Are traditional marriages valid in law?
LOO BOO CHEAI (PENTADBIR HARTA PUSAKA CHAN KUN HONG, SIMATI) v. CHEN YUH FENG & ORS  MLJU 1346
- Chan (“the Deceased”), and Mrs. Loo were married and registered under the Civil Marriage Ordinance No 44 of 1952 (“CMO”) with 2 children.
- It is not disputed that the Deceased and Mrs. Loo were legally married during his lifetime.
- Loo was granted Letters of Administration (“the LA”) to administer the Deceased’s estate and subsequently distributed the Deceased assets and properties to herself and her two children as beneficiaries of the Deceased.
- Chen challenged the grant of the LA to Mrs. Loo claiming that she was one of the lawful widows of the Deceased and she and her two daughters, are the lawful children and next of kin of the Deceased.
- According to Ms. Chen, she was married to the Deceased sometime in December 1978 in Kaohsiung City, Taiwan through customary and/or traditional marriage that is deemed to be valid and registered under the Law Reform Act (Marriage and Divorce) Act 1976 (“Act 164”).
- Loo contended that she had never known the existence of the extra-marital affair of Ms. Chen and the deceased until a few days before the death of the deceased. The Deceased had requested for his 2 children to be allowed to attend his funeral and to be included in the obituary.
- Loo claimed that the disputed marriage had not taken place because the Deceased’s passport for the relevant years did not show that the Deceased traveled to Taiwan in 1978. Added to that, Mrs. Loo contended that the Ambassador Hotel that Ms. Chen claimed was the venue of the traditional marriage was not in existence in 1978.
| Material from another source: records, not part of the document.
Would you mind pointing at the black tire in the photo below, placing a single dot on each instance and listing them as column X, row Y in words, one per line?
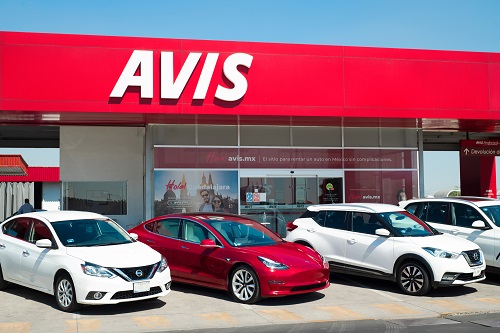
column 244, row 285
column 3, row 283
column 65, row 294
column 413, row 278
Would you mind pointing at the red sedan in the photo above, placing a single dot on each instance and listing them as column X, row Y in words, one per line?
column 234, row 253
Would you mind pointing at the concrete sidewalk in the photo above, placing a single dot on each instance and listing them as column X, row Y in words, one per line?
column 187, row 307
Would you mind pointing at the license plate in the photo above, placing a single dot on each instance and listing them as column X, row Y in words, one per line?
column 140, row 287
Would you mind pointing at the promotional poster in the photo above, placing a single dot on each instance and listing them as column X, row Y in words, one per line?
column 179, row 191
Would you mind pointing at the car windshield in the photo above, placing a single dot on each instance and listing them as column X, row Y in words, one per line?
column 94, row 232
column 407, row 224
column 493, row 213
column 243, row 232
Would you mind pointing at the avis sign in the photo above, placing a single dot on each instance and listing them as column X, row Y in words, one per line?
column 171, row 88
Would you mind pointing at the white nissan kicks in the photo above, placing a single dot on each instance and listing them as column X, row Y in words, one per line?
column 386, row 242
column 80, row 258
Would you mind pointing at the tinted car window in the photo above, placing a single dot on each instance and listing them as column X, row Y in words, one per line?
column 412, row 208
column 464, row 215
column 365, row 223
column 493, row 213
column 437, row 212
column 40, row 231
column 336, row 220
column 18, row 228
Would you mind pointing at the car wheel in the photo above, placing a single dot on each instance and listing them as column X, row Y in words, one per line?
column 3, row 283
column 244, row 285
column 413, row 278
column 65, row 294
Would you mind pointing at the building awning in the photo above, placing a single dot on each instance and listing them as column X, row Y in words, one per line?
column 13, row 165
column 35, row 174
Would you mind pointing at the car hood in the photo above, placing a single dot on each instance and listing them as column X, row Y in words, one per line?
column 290, row 254
column 122, row 255
column 445, row 242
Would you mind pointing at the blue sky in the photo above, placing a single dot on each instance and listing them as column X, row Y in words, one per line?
column 419, row 24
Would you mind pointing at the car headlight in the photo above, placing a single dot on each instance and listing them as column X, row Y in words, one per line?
column 272, row 264
column 163, row 264
column 441, row 253
column 96, row 270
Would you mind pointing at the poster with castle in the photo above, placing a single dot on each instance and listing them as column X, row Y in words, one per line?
column 179, row 191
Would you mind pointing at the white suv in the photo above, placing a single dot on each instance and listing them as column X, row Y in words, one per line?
column 473, row 218
column 385, row 241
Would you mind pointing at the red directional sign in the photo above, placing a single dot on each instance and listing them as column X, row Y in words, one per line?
column 480, row 148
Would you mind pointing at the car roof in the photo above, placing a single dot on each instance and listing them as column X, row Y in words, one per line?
column 358, row 207
column 62, row 215
column 477, row 201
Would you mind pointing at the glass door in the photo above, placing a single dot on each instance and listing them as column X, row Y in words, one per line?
column 275, row 198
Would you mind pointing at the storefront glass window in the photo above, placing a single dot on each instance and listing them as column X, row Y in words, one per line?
column 106, row 197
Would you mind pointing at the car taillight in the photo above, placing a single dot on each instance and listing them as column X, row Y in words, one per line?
column 290, row 226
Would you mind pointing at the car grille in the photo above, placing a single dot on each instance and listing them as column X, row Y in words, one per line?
column 309, row 287
column 474, row 257
column 469, row 277
column 130, row 294
column 136, row 273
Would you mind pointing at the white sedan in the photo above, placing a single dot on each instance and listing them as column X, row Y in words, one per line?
column 80, row 258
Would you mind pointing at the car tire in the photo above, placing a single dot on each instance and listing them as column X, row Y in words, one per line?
column 3, row 283
column 244, row 285
column 65, row 294
column 413, row 278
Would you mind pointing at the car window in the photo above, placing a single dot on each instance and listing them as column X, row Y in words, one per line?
column 464, row 215
column 168, row 227
column 18, row 228
column 193, row 232
column 365, row 223
column 335, row 220
column 437, row 212
column 40, row 231
column 412, row 207
column 243, row 232
column 90, row 232
column 406, row 224
column 493, row 213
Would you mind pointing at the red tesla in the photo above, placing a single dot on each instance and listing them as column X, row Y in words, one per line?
column 234, row 253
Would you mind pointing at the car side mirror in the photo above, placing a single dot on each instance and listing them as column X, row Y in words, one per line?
column 383, row 232
column 44, row 243
column 208, row 243
column 478, row 224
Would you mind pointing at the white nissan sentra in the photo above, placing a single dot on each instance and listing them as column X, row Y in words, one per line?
column 386, row 242
column 80, row 258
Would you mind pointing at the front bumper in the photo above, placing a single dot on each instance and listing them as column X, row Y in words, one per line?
column 294, row 281
column 98, row 290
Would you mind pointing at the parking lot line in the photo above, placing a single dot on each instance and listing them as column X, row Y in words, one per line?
column 15, row 327
column 151, row 321
column 489, row 300
column 395, row 308
column 283, row 315
column 219, row 316
column 82, row 325
column 450, row 306
column 341, row 313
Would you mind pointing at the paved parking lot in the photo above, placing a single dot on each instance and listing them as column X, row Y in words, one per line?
column 187, row 307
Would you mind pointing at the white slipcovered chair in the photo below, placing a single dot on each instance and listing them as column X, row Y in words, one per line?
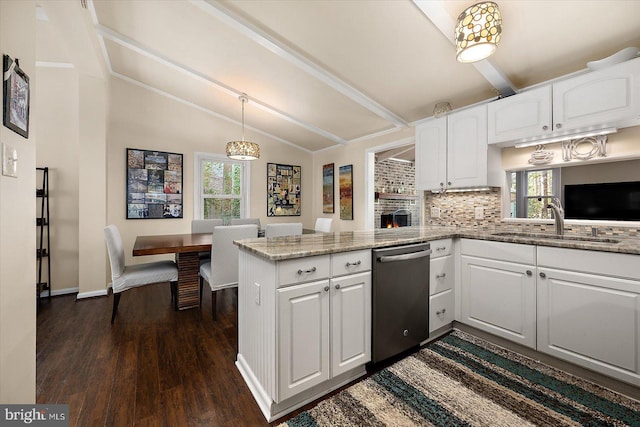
column 283, row 229
column 323, row 225
column 222, row 271
column 124, row 277
column 204, row 225
column 242, row 221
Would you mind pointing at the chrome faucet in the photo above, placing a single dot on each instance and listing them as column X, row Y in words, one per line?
column 558, row 215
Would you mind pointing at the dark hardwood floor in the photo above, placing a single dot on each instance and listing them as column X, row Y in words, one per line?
column 153, row 366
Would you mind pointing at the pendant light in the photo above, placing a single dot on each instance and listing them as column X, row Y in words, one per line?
column 478, row 32
column 243, row 150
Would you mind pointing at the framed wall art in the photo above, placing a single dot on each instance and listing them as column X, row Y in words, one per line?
column 346, row 192
column 283, row 189
column 15, row 90
column 154, row 184
column 327, row 189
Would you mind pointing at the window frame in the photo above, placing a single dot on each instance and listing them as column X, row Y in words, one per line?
column 198, row 196
column 521, row 189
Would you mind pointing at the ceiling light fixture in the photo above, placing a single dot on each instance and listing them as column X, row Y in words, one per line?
column 478, row 32
column 243, row 150
column 566, row 137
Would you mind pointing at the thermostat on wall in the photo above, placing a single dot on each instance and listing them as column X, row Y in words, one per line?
column 9, row 161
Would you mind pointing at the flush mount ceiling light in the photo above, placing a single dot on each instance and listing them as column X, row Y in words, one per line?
column 478, row 32
column 243, row 150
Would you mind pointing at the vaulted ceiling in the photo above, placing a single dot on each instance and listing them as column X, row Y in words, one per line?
column 325, row 72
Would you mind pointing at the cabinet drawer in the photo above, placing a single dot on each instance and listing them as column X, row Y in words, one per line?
column 440, row 310
column 440, row 247
column 441, row 271
column 302, row 270
column 350, row 262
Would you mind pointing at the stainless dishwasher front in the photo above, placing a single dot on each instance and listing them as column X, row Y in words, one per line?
column 400, row 299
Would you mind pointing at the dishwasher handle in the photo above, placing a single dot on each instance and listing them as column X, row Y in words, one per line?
column 405, row 257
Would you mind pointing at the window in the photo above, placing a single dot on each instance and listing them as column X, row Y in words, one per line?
column 221, row 187
column 531, row 192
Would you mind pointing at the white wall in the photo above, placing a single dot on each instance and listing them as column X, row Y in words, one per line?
column 17, row 223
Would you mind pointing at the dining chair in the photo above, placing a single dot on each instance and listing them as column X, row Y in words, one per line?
column 283, row 229
column 204, row 225
column 323, row 225
column 124, row 277
column 242, row 221
column 222, row 271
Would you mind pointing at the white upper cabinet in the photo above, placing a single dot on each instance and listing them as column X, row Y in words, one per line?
column 598, row 99
column 452, row 152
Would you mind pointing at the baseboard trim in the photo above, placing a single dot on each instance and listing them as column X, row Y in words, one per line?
column 57, row 292
column 101, row 293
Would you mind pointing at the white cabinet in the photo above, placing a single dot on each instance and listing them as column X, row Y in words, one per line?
column 592, row 320
column 599, row 99
column 324, row 331
column 452, row 152
column 441, row 283
column 498, row 289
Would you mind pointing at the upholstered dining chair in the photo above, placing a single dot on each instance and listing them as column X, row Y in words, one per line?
column 124, row 277
column 323, row 225
column 283, row 229
column 242, row 221
column 204, row 225
column 222, row 271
- Loo claimed that Ms. Chen and her children were not named as beneficiaries in the LA because Ms. Chen was a stranger and had no relation to the Deceased while her children were illegitimate.
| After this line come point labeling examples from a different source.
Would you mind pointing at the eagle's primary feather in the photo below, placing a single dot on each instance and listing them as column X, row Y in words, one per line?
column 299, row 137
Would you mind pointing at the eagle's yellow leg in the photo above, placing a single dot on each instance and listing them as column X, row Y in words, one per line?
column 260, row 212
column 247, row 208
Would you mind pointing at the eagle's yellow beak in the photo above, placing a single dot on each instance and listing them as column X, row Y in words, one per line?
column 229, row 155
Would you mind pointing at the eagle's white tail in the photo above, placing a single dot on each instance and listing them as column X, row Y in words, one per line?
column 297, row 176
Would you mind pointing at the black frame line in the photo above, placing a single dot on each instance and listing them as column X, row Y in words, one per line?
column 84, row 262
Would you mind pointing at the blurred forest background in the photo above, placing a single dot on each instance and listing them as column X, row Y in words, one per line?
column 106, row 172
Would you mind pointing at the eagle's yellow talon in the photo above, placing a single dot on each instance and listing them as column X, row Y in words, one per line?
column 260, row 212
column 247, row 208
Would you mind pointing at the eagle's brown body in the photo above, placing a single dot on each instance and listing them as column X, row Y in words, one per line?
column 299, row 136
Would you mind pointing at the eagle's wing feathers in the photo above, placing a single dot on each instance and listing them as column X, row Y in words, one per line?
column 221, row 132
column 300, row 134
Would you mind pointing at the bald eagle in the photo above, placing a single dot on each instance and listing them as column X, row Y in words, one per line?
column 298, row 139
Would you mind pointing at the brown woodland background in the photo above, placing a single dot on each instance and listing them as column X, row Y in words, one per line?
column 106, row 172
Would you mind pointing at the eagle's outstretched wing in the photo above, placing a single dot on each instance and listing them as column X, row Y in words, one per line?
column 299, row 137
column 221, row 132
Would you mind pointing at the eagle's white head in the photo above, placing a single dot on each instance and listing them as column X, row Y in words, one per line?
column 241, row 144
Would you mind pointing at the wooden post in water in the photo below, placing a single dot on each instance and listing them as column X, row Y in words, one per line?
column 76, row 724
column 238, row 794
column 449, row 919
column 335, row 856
- Apart from her stand that the disputed marriage had never taken place, Mrs. Loo also contended that if at all there was one, it was invalid, null, and void because the Deceased had contracted a monogamous marriage under the CMO.
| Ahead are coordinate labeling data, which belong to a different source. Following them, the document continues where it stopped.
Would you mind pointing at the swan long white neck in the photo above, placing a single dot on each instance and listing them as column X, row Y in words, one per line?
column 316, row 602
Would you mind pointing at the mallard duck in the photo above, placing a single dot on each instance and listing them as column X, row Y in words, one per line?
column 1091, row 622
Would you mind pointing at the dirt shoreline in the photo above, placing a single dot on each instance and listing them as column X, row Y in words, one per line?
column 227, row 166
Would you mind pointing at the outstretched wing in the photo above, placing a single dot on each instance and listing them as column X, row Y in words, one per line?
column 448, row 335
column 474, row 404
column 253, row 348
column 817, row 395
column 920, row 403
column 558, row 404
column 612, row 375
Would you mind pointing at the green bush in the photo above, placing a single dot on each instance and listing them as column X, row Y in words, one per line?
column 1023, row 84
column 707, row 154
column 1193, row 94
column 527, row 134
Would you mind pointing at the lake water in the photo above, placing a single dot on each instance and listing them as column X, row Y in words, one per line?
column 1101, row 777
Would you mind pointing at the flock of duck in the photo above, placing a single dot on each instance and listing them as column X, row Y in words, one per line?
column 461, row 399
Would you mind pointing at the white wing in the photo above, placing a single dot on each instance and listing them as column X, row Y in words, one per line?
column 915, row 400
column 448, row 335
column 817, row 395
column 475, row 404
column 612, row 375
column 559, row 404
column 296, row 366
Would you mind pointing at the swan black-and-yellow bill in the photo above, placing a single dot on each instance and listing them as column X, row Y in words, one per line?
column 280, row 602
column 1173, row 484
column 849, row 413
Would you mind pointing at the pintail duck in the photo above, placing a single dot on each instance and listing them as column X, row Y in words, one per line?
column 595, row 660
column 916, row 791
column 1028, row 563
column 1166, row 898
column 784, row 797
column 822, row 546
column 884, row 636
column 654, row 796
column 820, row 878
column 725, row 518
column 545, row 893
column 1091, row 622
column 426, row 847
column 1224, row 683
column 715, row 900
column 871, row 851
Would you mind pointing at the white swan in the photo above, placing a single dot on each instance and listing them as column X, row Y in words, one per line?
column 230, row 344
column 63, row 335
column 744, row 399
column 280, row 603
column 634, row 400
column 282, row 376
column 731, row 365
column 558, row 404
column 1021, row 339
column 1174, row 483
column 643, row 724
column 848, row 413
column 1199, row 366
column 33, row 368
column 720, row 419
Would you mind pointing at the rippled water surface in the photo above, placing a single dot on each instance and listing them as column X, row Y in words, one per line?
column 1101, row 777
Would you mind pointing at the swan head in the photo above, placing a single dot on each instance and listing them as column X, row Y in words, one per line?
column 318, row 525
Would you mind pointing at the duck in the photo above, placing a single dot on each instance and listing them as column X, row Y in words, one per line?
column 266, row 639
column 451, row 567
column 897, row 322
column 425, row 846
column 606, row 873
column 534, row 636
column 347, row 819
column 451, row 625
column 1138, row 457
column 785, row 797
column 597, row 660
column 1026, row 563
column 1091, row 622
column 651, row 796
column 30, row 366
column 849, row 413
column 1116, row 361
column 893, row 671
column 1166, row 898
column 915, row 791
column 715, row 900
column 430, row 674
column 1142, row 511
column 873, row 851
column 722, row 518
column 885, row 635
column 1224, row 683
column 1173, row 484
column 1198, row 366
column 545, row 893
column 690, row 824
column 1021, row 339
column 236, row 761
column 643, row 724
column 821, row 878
- At the High Court, the learned judge found on the balance of probabilities that the customary marriage ceremony had taken place at the Ambassador Hotel in 1978. The learned Judge agreed with Ms. Chen that the customary marriage was valid by virtue of Act 164, the marriage was deemed to be registered.
- Loo appealed to the Court of Appeal.
COURT OF APPEAL DECISION – APPEAL ALLOWED!
- The Court of Appeal is of the view that there appears to be an insufficient judicial appreciation of the evidence adduced in the High Court as to whether the disputed customary marriage did take place.
- The Court of Appeal held that the CMO only recognizes monogamous marriages. As such the customary marriage even if it did take place contravened the CMO.
- The Court of Appeal stated that under Act 164, marriages solemnized before 1.3.1982 are recognized and these included marriages solemnized in accordance with the provision of statutes such as the Christian Marriage Ordinance 1956, and the CMO, Chinese customary marriages, Hindu customary marriages, and common law marriages.
- In the circumstances, the disputed customary marriage, even if it did take place, can never have been validly solemnised.